Он зашел в кордегардию и сказал дремавшему за столом дежурному старому капралу, чтоб тот немедля доложил губернатору о прибытии курьера от коменданта Симонова «по самонужнейшему делу».
— Пакет, что ли, у тебя? Давай я снесу, — потягиваясь и зевая во весь рот, сказал капрал.
— Ну, как можно… Лично, из рук в руки приказано… Самонужнейшее!
— А что стряслось?
— Как что стряслось? Нешто не знаете? Нешто наш сержант не приезжал к вам с донесением?
— Никакого сержанта…
— Ай, Боже ж ты мой! — воскликнул бородатый казак, опускаясь на лавку. — Неужто злодей изымал его?
— Да что случилось-то?
— Как что!.. — гулко крикнул Пустобаев и замотал бородой. — По степу Емелька Пугач с шайкой бродит, народ мутит, форпосты берет, к Яицкому городку делал подступ… Ах, Боже ж ты мой… Вот те и Митрий Павлыч Николаев!.. Ну, иди, иди, господин капрал, доложись… А по какому разу у вас артиллерийская пальба и флаги везде выкинуты? Уж не государыня ли матушка именинница?
— Никакая не государыня, а сама губернаторша именинница, сама Росдорфша, вот кто, — с необычайной важностью, очевидно, желая поразить воображение провинциального казака, сказал старый, беззубый капрал и самодовольно запыхтел сквозь усы: — Ну, шагай, проведу тебя в палаты через кухню… Только навряд ли примет сам-то. Поди, выпивши, а то и вовсе раскорячился. Винища этого самого таскали, таскали к обеду, конца-краю нет. Целый полк в лоск споить можно… На-ка, хвати чарку и ты, — он достал из шкафа с делами штоф водки, поднес казаку стакан и сам выпил. Пустобаев только теперь заметил, что капрал не особенно тверд на ногах. — Так какой, говоришь, Пугач, что еще за Пугач такой?
— Вот увидишь… А не увидишь, так услышишь…
— А ты не стращай, — пробубнил капрал, направляясь через сад в кухню. — Мы с его высокопревосходительством и не таких Пугачей пугали. А то заладил — Пугач да Пугач… Тьфу! А еще казак… Шагай веселей!

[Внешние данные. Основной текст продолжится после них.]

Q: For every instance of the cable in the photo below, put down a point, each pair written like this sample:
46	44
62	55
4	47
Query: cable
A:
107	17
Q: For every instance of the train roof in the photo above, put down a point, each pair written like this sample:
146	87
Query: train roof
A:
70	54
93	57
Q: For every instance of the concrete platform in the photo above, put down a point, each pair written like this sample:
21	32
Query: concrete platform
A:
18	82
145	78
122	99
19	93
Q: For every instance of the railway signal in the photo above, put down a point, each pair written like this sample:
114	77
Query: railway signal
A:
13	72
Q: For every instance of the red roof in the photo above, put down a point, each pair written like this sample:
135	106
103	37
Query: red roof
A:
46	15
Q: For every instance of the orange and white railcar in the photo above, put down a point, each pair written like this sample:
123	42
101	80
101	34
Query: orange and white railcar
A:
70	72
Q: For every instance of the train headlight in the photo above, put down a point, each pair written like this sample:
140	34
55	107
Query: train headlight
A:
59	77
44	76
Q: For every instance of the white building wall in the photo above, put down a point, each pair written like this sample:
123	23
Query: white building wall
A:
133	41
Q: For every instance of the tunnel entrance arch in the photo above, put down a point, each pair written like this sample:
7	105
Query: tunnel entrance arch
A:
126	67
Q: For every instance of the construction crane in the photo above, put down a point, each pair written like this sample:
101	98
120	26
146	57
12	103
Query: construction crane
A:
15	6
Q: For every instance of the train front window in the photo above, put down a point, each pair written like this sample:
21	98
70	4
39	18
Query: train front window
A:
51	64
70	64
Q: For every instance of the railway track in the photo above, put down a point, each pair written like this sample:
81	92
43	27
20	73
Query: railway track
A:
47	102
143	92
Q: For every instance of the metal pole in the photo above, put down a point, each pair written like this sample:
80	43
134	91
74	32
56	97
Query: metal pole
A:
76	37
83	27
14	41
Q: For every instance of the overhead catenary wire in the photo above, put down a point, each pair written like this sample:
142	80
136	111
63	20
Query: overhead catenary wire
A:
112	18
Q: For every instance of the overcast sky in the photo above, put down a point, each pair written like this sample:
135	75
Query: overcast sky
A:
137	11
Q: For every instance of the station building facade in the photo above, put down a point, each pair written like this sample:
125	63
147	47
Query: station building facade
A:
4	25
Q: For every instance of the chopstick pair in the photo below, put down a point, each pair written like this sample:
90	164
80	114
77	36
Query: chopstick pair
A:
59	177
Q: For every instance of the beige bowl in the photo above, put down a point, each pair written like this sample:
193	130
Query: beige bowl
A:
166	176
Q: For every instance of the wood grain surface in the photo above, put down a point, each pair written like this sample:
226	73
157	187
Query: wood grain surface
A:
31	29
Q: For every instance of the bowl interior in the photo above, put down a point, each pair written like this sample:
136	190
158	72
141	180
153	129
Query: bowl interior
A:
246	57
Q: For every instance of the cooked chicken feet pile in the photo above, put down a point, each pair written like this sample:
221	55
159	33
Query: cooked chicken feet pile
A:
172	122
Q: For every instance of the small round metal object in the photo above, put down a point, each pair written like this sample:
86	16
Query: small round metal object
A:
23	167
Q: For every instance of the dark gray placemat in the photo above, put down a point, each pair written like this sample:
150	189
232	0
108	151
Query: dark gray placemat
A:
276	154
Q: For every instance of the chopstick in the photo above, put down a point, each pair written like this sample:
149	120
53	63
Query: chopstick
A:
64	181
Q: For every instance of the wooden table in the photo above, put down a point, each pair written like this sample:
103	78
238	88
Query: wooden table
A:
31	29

— Он государем назвался, Петром Третьим… Вот он какой, Пугач-то!
— То есть как это государем назвался?! — заорал капрал, входя с казаком в кухню. — Ах, государем? Петром Третьим, покойником? Ах ты, сукин ты сын!.. Я те покажу… Эй, повар, прачка, кухарка, хватайте разбойника, бунтовщика! Я те покажу, как государем называться! — И капрал сгреб казака двумя горстями за густую бородищу.
— Да ты что, пьяная твоя харя! — заорал казак и с маху брякнул капрала на пол.
Вся кухня враз захохотала. Казак присмотрелся: кухня была пьяна. Вошел молодой офицер.
Казак стоял в передней вот уже порядочно времени, а из покоев никто не появлялся. Где-то в задних комнатах сотрясала стены духовая музыка, раздавался размеренный трескучий топот и лязг шпор — должно быть, шли там плясы. При свете двух оплывших свечей на подзеркальнике казак осмотрел себя в огромном, от потолка до полу, зеркале: русая, с сильной проседью, борода целехонька, от капральских пьяных лап, кажись, ни один волос не пострадал. Ну и слава те Господи!